To solve the given function $f(x) = \frac{(x^2 - 3x)^{\frac{1}{2}}}{x^2}$, let's start by simplifying the expression.

Step-by-Step Solution:

1. Simplify the expression inside the square root:

$f(x) = \frac{\sqrt{x^2 - 3x}}{x^2}$

2. Factor the numerator:

$x^2 - 3x = x(x - 3)$

So,

$f(x) = \frac{\sqrt{x(x - 3)}}{x^2}$

3. Simplify the square root of the product:

$\sqrt{x(x - 3)} = \sqrt{x} \cdot \sqrt{x - 3}$

Thus,

$f(x) = \frac{\sqrt{x} \cdot \sqrt{x - 3}}{x^2}$

4. Separate the fractions:

$f(x) = \frac{\sqrt{x}}{x^2} \cdot \sqrt{x - 3}$

5. Simplify the fraction involving $x$:

$\frac{\sqrt{x}}{x^2} = \frac{x^{1/2}}{x^2} = x^{1/2 - 2} = x^{-3/2}$

So,

$f(x) = x^{-3/2} \cdot \sqrt{x - 3}$

6. Combine the terms:

$f(x) = \frac{\sqrt{x - 3}}{x^{3/2}}$

Thus, the simplified form of the given function is:

$f(x) = \frac{\sqrt{x - 3}}{x^{3/2}}$

Domain of the Function:

To determine the domain of $f(x)$, consider the conditions under which the expression is defined:

1. The expression inside the square root, $x - 3$, must be non-negative.
2. The denominator $x^{3/2}$ must be non-zero.
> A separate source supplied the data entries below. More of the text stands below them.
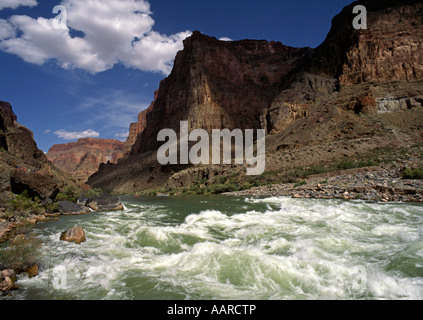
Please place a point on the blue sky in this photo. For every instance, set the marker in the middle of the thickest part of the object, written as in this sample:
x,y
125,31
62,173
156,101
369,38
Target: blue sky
x,y
92,77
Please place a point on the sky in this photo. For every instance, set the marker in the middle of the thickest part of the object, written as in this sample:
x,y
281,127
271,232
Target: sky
x,y
86,68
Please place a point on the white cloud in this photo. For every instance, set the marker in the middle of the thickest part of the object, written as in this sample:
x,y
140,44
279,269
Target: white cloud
x,y
7,30
13,4
111,109
114,31
63,134
122,136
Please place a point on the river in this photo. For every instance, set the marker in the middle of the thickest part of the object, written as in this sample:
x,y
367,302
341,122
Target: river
x,y
242,248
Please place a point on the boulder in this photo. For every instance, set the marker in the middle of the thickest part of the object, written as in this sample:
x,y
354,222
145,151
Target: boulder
x,y
71,208
10,273
75,234
36,183
105,203
7,281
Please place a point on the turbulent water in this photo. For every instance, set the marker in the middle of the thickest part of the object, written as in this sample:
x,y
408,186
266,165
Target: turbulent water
x,y
219,247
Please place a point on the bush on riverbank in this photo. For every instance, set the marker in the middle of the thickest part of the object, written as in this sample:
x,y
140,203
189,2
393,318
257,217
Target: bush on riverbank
x,y
416,173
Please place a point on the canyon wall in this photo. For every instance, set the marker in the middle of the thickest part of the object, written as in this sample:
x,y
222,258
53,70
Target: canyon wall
x,y
82,158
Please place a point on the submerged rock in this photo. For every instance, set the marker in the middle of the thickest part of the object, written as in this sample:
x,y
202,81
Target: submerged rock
x,y
32,271
105,202
75,234
71,208
7,281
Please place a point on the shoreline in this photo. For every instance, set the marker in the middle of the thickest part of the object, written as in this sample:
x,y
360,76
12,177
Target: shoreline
x,y
369,183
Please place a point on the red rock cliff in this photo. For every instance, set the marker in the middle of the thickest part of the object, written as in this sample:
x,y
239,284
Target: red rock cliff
x,y
216,84
82,158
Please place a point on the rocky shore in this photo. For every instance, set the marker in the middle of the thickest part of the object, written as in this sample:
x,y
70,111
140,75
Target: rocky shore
x,y
371,183
16,231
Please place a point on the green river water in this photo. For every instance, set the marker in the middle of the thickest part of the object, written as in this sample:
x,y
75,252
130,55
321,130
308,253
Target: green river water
x,y
248,248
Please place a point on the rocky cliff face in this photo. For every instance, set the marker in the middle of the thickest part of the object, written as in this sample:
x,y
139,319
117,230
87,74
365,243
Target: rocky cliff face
x,y
359,90
216,84
82,158
22,165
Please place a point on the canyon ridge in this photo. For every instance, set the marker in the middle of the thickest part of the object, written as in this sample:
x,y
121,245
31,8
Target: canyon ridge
x,y
359,91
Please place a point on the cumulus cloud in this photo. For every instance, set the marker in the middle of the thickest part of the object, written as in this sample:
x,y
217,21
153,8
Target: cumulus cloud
x,y
63,134
122,136
113,31
13,4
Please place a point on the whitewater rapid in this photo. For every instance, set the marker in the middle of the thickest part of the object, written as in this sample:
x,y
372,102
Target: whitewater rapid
x,y
235,248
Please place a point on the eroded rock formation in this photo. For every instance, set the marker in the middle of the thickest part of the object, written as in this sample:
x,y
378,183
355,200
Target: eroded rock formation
x,y
359,90
82,158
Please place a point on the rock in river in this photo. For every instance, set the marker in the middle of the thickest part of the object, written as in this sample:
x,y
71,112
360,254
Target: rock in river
x,y
71,208
105,202
75,234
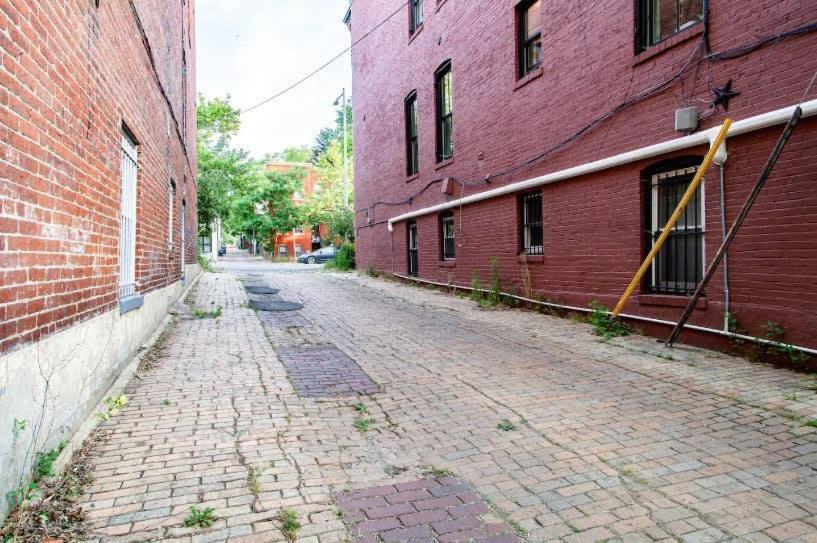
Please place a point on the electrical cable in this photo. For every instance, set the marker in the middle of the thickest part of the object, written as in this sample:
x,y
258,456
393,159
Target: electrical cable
x,y
325,64
647,93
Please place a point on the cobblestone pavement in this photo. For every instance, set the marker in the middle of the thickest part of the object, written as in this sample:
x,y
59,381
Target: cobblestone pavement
x,y
547,432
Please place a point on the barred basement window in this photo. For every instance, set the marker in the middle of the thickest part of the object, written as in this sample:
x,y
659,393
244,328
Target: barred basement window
x,y
529,30
660,19
127,216
532,233
415,15
447,235
445,123
679,265
412,139
413,246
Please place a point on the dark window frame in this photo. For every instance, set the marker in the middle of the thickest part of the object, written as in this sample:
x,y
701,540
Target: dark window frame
x,y
531,224
413,255
444,119
412,134
448,245
645,23
525,42
416,15
664,184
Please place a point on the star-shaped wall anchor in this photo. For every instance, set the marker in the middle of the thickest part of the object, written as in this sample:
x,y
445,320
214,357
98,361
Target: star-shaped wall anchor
x,y
723,95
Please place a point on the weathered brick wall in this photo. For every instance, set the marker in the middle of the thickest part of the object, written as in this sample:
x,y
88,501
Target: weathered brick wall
x,y
593,224
70,74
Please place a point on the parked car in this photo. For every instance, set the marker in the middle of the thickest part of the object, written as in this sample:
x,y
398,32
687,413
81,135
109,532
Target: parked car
x,y
316,257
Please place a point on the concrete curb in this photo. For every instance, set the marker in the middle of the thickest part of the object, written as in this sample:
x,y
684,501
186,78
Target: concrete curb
x,y
118,386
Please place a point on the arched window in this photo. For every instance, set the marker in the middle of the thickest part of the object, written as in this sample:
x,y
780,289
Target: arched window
x,y
679,266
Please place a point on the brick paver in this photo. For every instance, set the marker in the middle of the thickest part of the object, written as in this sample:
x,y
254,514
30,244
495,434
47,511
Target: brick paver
x,y
609,441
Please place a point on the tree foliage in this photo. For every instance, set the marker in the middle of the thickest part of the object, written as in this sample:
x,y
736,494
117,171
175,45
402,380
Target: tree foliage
x,y
224,171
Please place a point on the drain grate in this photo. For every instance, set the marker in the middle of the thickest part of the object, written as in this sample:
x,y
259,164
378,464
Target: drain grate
x,y
274,305
325,371
252,289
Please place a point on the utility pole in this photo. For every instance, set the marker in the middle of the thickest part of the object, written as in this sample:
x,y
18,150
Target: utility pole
x,y
345,149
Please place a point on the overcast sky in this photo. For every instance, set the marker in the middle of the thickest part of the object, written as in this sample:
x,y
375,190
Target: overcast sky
x,y
252,49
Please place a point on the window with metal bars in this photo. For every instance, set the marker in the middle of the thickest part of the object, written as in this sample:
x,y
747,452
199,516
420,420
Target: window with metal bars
x,y
531,234
127,216
413,247
412,138
415,15
660,19
445,124
447,235
679,265
529,30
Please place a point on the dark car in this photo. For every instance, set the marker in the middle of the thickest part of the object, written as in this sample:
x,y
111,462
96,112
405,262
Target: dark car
x,y
316,257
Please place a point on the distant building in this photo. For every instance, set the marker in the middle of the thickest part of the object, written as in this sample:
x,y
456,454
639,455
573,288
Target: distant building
x,y
97,204
543,134
299,241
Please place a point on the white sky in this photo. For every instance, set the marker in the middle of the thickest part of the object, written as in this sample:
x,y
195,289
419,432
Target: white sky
x,y
251,49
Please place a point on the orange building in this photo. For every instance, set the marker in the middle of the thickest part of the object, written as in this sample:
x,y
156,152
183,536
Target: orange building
x,y
293,244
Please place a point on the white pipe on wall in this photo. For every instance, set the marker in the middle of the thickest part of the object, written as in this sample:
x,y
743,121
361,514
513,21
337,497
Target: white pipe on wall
x,y
757,122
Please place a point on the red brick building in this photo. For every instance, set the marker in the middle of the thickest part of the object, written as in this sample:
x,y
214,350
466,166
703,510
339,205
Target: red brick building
x,y
543,134
300,241
97,201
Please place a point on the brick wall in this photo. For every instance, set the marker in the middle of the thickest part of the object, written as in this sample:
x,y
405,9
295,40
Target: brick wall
x,y
71,74
593,224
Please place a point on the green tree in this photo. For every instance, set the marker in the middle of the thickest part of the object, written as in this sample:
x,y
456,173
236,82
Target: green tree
x,y
266,208
224,171
296,153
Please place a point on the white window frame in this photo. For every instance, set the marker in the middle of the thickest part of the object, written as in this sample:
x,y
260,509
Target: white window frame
x,y
655,181
127,222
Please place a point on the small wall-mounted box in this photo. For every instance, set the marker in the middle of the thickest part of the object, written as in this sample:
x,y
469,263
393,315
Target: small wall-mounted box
x,y
686,119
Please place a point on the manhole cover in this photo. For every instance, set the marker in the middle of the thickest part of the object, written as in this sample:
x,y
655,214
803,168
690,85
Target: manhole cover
x,y
261,290
274,305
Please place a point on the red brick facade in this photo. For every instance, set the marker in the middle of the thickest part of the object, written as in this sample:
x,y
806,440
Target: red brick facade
x,y
72,74
298,243
594,225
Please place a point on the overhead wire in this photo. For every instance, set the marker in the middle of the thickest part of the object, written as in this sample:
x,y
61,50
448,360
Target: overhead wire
x,y
707,56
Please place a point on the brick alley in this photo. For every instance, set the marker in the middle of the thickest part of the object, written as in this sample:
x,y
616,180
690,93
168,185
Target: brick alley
x,y
385,412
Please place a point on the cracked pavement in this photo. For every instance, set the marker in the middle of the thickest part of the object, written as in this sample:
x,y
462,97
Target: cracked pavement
x,y
610,441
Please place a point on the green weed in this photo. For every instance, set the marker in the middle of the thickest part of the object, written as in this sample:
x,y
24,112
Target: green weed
x,y
45,462
290,524
363,425
506,426
604,324
203,518
202,314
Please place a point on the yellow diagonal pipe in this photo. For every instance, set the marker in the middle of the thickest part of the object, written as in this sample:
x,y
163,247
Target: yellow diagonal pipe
x,y
673,220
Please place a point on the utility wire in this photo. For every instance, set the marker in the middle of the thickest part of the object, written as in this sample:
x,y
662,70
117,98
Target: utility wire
x,y
325,64
728,54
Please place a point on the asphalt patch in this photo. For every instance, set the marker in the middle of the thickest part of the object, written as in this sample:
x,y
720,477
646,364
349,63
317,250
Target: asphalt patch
x,y
274,305
261,290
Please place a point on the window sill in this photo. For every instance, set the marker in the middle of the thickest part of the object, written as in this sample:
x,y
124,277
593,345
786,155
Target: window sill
x,y
131,303
534,74
668,43
668,300
413,35
531,259
442,164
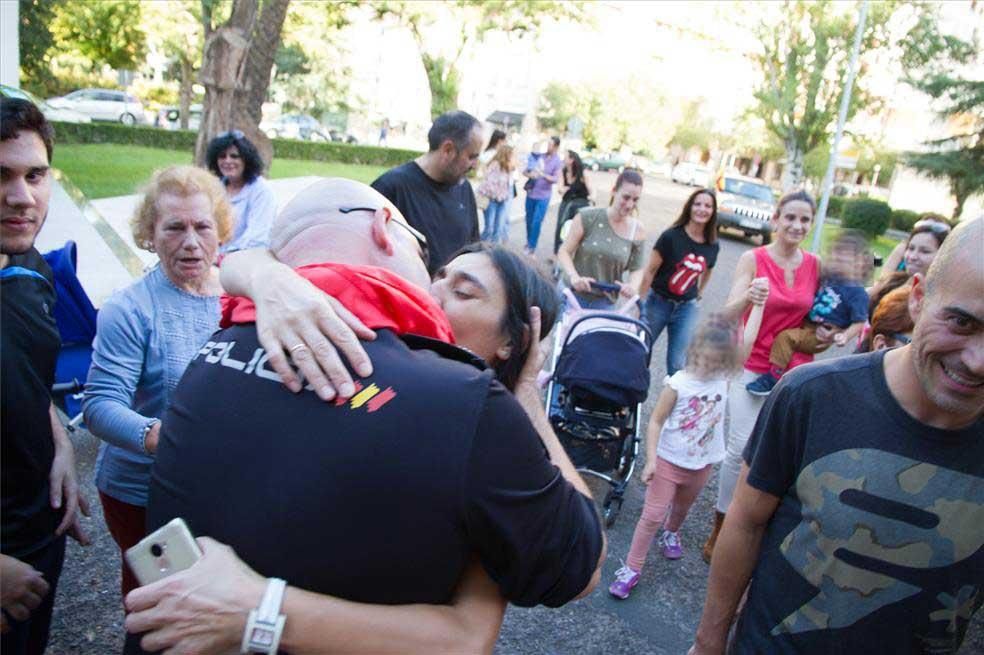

This implies: $x - 3 \geq 0$ $x \neq 0$

So, $x \geq 3$ and $x \neq 0$.

Hence, the domain of $f(x)$ is $x \in (3, \infty)$.

Do you have any questions or need further details?

Here are 5 related questions you might want to explore:

1. How do you find the derivative of $f(x) = \frac{\sqrt{x - 3}}{x^{3/2}}$?
2. What is the integral of $f(x) = \frac{\sqrt{x - 3}}{x^{3/2}}$?
3. How do you determine the critical points of $f(x) = \frac{\sqrt{x - 3}}{x^{3/2}}$?
4. What are the asymptotes of $f(x) = \frac{\sqrt{x - 3}}{x^{3/2}}$?
5. How do you find the limit of $f(x) = \frac{\sqrt{x - 3}}{x^{3/2}}$ as $x$ approaches infinity?

Tip: When simplifying expressions involving square roots and exponents, it often helps to rewrite the radicals in terms of fractional exponents.